In the 15 years I worked the education beat, I’d get a couple dozen calls a year from people griping about education funding.
Mostly, their indignation coincided with a levy or a bond measure on the ballot. They didn’t think that their local school district should be able to get deeper into their wallets when the state had the golden goose that is the lottery.
The truth is the Washington State Lottery isn’t the ticket to solving the state’s budget woes or financing education’s many needs.
Sure, it generated nearly a half billion bucks in sales last year, including about $48.5 million in Snohomish County alone.
But most of the money flows right back into the lottery, starting with $291.8 million in prizes and nearly $75 million in operations costs.In 2004, we took a look at where lottery money was spent. It dispelled the notion that lottery proceeds played a major role in local school construction.
Little has changed since then: The lottery helps some, but most of the burden remains with local taxpayers who must approve bond measures to build new schools (see attached list).

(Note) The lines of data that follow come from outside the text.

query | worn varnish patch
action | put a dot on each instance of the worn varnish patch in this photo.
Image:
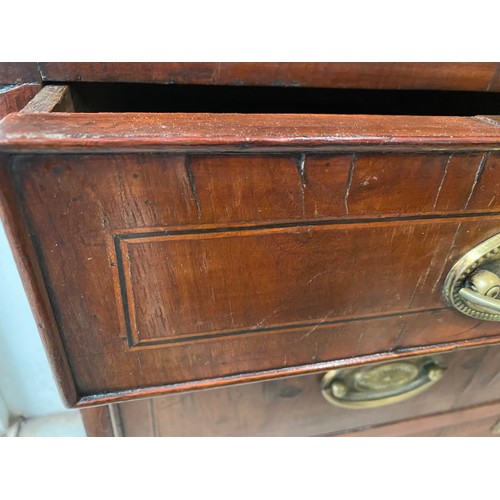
(168, 269)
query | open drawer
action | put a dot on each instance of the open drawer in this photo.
(177, 250)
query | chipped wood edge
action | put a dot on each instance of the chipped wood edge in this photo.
(51, 98)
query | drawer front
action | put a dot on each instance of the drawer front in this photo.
(168, 252)
(164, 269)
(482, 421)
(295, 407)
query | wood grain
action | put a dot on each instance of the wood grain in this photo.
(471, 422)
(15, 97)
(97, 421)
(304, 294)
(294, 406)
(51, 98)
(451, 76)
(106, 132)
(18, 73)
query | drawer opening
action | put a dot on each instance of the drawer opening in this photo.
(155, 98)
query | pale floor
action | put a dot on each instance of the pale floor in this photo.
(67, 424)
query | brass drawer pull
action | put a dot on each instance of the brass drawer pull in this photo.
(379, 385)
(473, 283)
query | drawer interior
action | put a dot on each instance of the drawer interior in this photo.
(155, 98)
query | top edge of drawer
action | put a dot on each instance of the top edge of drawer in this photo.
(243, 132)
(476, 76)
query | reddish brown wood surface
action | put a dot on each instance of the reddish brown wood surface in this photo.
(295, 407)
(456, 76)
(15, 97)
(11, 213)
(97, 421)
(235, 268)
(472, 422)
(104, 132)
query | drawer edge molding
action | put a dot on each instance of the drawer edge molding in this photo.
(86, 401)
(106, 132)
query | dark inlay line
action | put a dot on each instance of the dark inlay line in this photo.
(190, 338)
(322, 222)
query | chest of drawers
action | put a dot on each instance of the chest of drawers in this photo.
(179, 238)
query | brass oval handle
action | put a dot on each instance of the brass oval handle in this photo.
(382, 384)
(473, 283)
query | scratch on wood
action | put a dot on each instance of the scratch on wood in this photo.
(348, 186)
(317, 276)
(452, 246)
(301, 169)
(480, 169)
(316, 326)
(192, 185)
(398, 336)
(442, 182)
(410, 302)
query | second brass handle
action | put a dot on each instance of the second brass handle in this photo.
(479, 299)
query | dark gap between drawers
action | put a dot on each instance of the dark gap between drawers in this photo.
(155, 98)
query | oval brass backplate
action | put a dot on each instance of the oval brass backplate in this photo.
(381, 384)
(466, 287)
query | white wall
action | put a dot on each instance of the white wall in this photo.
(27, 387)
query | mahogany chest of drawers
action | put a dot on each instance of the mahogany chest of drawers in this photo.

Consider this: the lottery provided about $97 million to building schools last year; voters in Snohomish approved a school construction bond measure of $261 million in 2008.
The lottery remains a vibrant government enterprise. Mainly, it provides entertainment for folks willing to plunk down a few bucks for a fleeting dream. In Snohomish County, losses outpaced winnings last year enough to cost every person in the county about $24 — about a half a tank of gas these days.
When we reported on lottery proceeds eight years ago, we encountered roadblocks, some technological. This time, we found a more transparent operation and a ready willingness to provide data in a timely manner. A good starting point is the lottery’s annual report.